そしてプレイ中にコンスタントに“道”が足されるようにして、常にたくさんの道を抱えさせるような作りにすると、「これとこれが繋がるのでは?」「それともこれが関係あるのか?」と好奇心と推測を刺激できると推奨していた。
効果的な秘密の扱い方
しかし、秘密=開発しなければいけないコンテンツなので、ただ増やせばいいというものでもない。そこでここからは効果的に秘密を扱うための方法が明かされた。
秘密を早くから出していく
報酬を手に入れる前にプレイヤーに見せるのは基本的な設計。“宝箱があっちに見えるがまだたどり着けない”といったもので、ただ見せるだけでもいい。
単に「向こうに塔が見えてそこにたどり着くための装置が必要っぽい」といったことだけでなく、見逃しそうな小さな道を通り抜けると謎のオベリスクが見える場所に出る、といったようなその時点では奇妙で理解不能なものでもいい。
可能ならば秘密を少し分解する
ひとつの秘密を複数の秘密に分解することによって、それぞれの道をその時が来るまで長く維持できる。
たとえばエネルギーを流すと装置が動作するパワーグリッドのような仕掛けを出す場合、パワーグリッドと動力源を一緒に提示して、「ここにこんなモノがあるが、どうしたら動かせるか?」という謎にするのではなく、“巨大なモノリス型の装置”と“エネルギーが流れる紫の線”を別々に提示することで、プレイヤーが抱える謎が増える上に、真相がわかった時に両者に意味のある繋がりを見いだせて納得感が高まる。
対称に揃えてしまわない
新しいエリアはこれぐらいのサイズで新しいギミックがあって……と表が作れてしまうような規則性があると、予測しはじめて驚きがなくなってしまう。しかし、時には規則性を裏切るような使い方もできる。表にできると思ったら裏ステージがあるみたいな展開になるといった手法。
“上限”を避ける
ユーザーインターフェースなどで「あと何個ありそう」といつも推定できてしまったりすると驚きが減る。ただし、あと何個アイテムがあるか推測できそうな所に実はさらに入るといったミスリーディングも可能。
いくつか非常に大きな影響を与える秘密を用意する
計画が必要で大変だが、最初期から1個か2個はその先を大きく開くようなものを作りたかったそう。こういったものがあると、想像力をかきたててくれ「この“道”とこの“道”のどっちが世界を広げてくれるんだろう」といったような疑問を持たせてくれる。

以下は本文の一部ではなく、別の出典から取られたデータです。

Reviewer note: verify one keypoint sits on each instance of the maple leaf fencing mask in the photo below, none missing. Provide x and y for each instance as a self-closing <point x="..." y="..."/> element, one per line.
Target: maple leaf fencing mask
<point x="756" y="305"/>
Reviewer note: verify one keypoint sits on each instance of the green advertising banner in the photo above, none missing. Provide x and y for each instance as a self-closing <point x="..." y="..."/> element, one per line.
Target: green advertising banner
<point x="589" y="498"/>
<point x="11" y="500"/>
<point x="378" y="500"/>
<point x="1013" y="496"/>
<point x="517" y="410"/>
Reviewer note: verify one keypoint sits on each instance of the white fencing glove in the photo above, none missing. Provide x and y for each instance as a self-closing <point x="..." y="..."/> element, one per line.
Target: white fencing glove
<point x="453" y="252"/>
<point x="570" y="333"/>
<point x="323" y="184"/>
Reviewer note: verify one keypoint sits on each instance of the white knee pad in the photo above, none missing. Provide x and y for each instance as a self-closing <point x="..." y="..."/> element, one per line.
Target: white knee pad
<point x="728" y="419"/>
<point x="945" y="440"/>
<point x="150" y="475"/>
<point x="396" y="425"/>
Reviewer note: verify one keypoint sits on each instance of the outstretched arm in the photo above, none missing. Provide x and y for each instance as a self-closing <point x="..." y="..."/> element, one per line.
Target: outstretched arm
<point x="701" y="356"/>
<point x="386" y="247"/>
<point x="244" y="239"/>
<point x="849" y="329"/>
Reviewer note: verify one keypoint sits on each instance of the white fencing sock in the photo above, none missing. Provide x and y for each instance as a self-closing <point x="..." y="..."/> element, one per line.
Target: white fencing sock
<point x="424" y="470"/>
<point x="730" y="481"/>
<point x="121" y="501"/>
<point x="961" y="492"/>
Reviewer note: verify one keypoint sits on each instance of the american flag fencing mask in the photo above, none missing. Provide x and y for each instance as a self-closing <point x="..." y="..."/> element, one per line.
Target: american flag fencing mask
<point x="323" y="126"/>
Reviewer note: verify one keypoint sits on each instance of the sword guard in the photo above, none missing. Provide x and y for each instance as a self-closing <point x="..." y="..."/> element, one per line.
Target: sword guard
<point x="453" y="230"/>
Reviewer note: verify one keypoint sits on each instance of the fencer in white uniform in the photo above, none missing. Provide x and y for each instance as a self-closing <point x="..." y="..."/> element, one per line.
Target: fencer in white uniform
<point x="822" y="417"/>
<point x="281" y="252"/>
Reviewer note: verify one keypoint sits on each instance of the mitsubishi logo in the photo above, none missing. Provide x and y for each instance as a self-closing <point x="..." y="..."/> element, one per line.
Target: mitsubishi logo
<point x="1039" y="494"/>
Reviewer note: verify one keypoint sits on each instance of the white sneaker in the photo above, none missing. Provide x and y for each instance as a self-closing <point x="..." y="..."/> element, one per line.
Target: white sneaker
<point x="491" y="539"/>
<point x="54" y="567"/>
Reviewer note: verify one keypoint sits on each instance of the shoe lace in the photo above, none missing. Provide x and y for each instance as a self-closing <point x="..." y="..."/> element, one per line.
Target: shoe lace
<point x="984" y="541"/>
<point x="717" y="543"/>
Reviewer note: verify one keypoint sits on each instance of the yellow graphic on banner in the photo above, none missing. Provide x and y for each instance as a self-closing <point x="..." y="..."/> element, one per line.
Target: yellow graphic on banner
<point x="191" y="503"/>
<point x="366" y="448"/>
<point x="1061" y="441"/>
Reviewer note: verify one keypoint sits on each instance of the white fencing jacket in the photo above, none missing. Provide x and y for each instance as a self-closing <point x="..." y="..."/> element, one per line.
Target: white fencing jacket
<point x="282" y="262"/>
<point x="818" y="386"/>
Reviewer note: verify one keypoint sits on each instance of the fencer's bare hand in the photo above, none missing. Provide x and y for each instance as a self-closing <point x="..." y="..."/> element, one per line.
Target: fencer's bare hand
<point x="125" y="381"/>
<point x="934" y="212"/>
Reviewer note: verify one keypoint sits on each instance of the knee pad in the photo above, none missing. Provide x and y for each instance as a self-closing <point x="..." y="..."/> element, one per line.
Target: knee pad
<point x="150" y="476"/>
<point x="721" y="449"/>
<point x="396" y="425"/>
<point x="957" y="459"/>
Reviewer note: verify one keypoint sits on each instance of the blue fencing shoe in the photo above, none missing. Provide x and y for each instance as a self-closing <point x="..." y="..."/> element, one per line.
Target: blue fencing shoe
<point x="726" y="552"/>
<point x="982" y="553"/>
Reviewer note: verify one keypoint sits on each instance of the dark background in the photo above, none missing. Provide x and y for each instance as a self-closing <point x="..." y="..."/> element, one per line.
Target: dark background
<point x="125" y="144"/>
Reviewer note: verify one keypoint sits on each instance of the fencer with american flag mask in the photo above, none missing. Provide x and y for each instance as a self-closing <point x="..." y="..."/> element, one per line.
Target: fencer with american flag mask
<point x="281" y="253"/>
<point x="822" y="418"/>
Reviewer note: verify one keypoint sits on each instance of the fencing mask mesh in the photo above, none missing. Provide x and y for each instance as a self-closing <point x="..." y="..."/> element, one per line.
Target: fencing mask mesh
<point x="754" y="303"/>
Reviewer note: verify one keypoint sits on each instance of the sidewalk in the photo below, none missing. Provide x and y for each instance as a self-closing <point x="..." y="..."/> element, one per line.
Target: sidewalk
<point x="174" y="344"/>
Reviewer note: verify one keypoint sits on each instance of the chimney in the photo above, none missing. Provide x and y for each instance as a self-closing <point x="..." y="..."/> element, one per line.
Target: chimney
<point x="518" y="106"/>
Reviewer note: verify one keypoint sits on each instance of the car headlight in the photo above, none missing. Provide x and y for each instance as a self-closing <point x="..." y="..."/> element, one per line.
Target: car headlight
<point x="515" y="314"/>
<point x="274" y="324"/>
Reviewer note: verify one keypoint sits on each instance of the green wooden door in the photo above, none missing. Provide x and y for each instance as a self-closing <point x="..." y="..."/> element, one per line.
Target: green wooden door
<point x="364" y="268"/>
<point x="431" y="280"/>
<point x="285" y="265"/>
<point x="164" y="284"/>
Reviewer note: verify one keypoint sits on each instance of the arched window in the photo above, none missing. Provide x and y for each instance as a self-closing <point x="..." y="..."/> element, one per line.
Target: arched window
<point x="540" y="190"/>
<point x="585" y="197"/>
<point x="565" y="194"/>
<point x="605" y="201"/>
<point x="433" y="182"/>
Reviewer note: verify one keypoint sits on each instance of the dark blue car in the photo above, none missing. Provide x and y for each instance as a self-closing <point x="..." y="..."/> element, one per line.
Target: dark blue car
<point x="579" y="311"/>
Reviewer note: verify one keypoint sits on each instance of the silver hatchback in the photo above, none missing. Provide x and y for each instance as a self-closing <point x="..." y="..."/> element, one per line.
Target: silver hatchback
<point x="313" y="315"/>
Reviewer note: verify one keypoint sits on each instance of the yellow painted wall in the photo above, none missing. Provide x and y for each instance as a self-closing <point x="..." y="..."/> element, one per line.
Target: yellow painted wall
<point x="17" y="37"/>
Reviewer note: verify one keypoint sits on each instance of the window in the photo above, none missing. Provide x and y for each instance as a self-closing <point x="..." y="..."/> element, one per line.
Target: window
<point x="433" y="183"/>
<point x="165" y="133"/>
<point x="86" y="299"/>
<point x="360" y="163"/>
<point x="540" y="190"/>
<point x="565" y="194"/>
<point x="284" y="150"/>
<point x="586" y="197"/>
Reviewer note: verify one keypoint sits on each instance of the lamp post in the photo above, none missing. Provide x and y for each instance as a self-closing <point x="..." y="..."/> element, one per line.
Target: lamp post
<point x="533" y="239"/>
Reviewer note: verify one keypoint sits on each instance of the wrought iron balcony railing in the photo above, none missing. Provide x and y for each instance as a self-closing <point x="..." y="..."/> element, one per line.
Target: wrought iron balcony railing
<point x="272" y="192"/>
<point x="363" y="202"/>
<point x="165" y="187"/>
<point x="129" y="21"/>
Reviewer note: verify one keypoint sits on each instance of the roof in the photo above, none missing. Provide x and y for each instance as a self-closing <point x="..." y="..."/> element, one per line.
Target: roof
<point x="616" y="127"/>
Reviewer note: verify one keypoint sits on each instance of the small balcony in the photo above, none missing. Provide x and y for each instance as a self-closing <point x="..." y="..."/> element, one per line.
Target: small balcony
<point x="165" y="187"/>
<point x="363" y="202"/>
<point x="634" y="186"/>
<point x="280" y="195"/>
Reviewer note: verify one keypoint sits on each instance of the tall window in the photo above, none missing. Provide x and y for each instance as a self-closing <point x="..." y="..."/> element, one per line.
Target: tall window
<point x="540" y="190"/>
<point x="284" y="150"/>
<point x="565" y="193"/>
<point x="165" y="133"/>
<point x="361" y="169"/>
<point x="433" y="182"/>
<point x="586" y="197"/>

『TUNIC』には後半にならないとわからない秘密の入力で成立しているところがあるが(ネタバレを避けるために何かは書かない)、プレイヤーはその先の更に深い秘密を察知し始める。
「答えはずっとここにあったのか!」を生むためのテク
後半では、ショールダイス氏が大事にしている「答えはずっとここにあったのか!」という感覚を演出する作りについて解説された。
これは、たとえば秘密の操作などが隠されていて、実は以前からクリアーできたのだがそれができるとは思いもよらず、後から理解して「これ出来たのか!」と驚くようなシチュエーションだ。
同氏はこの種の仕掛けが有効な理由として2つの要素を挙げる。ひとつは現実っぽさ。現実世界では真相はマジックのように突然出てくるわけではなく、最初からそこにあるものに気付いていないだけだ。
ゲームでは『Her Story』を例に挙げた。この作品はとある取り調べ映像の断片集を検索して閲覧しながら真相を探っていくというゲーム。すべての要素は最初から用意されていて、知っていればいきなり決定的な映像にもたどり着くことができるが、知らないがゆえに外堀を埋めたりかすかな手掛かりを辿っていくという内容になっている。
もうひとつは真の発見だ。そこで必ずしもそうしなくてもいい場所で何かをするということ、ゲームデザイナーにはっきり誘導されなくても発見して新たな道にたどり着いたこと、そして自分なりにどのように発見したかという物語がそこにある。
またこれらの発見によって世界の認識が変わり、「もっとこういったものがあるのでは」と世界がフレッシュに見えてくるという効能もあると説く。
1. プレイヤーがあちこち行くのを許容する設計にする
プレイヤーを信頼して好き勝手にあちらこちらを探索できるように最初から設計し、「間違った順番で行動することでゲームが壊れる」ようなことがないような作りにしておく。本当に未知の中を探索している感覚を味わってもらう。
2. ハードゲートよりもソフトゲートに
“ハードゲート”は特定のNPCと話さないといけないとか鍵となるアイテムがないと絶対に進めないものを指す。ソフトゲートは鍵もあるが、隠し通路を通るなど別の方法で解けたりするもの。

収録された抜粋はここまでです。